Yeah looks like a bit of hoax to me too. Specially cos its slated to release as early as next month. But, if it's true then its mind boggling.


----------



## sanmansp (Dec 5, 2005)

*still a mystery*

after reading the hoax accusition, i ran a search all over the net to prove wrong, but i am left but nothing but mystery surrounding the notebook.

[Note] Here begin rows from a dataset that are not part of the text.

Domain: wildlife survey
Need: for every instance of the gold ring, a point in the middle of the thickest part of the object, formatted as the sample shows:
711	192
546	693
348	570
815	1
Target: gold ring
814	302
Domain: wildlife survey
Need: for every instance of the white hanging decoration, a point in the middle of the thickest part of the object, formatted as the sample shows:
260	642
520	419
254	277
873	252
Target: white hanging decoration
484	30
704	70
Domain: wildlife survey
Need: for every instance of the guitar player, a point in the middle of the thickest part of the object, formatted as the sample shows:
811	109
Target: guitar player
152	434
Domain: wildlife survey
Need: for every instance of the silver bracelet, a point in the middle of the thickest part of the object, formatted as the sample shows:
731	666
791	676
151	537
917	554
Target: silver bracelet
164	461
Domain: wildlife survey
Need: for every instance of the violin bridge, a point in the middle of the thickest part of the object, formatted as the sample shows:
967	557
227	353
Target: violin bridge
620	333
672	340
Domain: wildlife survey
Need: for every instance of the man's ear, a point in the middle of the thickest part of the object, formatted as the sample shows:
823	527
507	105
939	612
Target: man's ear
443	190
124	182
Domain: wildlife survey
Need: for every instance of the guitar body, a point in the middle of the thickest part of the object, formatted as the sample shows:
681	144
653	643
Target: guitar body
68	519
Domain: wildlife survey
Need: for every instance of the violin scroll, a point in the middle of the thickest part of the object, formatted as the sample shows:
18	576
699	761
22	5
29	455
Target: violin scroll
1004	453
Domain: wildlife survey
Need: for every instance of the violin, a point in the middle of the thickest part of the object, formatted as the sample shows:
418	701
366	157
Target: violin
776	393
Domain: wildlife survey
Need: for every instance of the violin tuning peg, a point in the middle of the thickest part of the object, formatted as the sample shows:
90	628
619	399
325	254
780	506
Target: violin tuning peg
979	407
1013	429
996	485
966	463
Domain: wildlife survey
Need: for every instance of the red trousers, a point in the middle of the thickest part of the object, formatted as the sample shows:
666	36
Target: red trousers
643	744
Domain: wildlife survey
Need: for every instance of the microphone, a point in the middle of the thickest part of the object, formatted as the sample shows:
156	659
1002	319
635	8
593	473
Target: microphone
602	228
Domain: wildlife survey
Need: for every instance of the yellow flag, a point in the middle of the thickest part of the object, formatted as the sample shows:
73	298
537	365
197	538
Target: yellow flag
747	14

here are some links to those sites.

*wireless.ittoolbox.com/blogs/featuredentry.asp?i=5729
*jkontherun.blogs.com/jkontherun/2005/09/the_atomchip_no.html
*www.theregister.com/2005/09/07/atom_chip_miracle_machine/
*www.museumofhoaxes.com/hoax/weblog/permalink/atomchip_notebook_computer/

we have to wait for only a month for this to come out at CeBit. let's see....


----------



## Insane Devil (Dec 10, 2005)

amazing laptop! but have they really developed applications that might actually need this kinda raw power???


----------



## sanmansp (Dec 10, 2005)

*oh yes*

yeah there is > try F.E.A.R in full graphics mode on this machine.


----------



## harsh bajpai (Dec 12, 2005)

not much of a looker for a $15k lappy !?!?!?!?


----------



## sanmansp (Dec 12, 2005)

*most wanted*

hmmm..we could take it to 'the shop' like in nfs:most wanted and get some vinyl on !


----------



## __Virus__ (Dec 12, 2005)

what more cud one alive human desire for


----------



## sanmansp (Dec 12, 2005)

*yes....*

yeah, and one more thing i forgot , the *nitro* is alreay inside so no need to upgrade that part.....haha


----------



## sanmansp (Dec 27, 2005)

*some proof*

the thing does exist guys, here is some more links that shed light on the lappy.

New Page
*atomchip.com/_wsn/page8.html

The CES Exhibition 
*cesweb.org/attendees/show_floor/product_locator/product_details.asp?prodid=7182

Patents 
*atomchip.com/_wsn/page2.html

Info on their patent 
*patft.uspto.gov/netacgi/nph-Parser...d=ptxt&s1=5,717,235&OS=5,717,235&RS=5,717,235


----------



## shwetanshu (Dec 27, 2005)

loox like hoax


----------



## ravimevcha (Dec 28, 2005)

its a fack.. already posted earlier in this forum.


----------



## bendre123 (Dec 28, 2005)

i go through their website.
i think it exits


----------



## sanmansp (Dec 28, 2005)

*it's real alright*

it is real alright, if ces mentions about their stall at their expo gives details,
the patents are clearly mentioned at the atomchip site, [*atomchip.com/_wsn/page2.html]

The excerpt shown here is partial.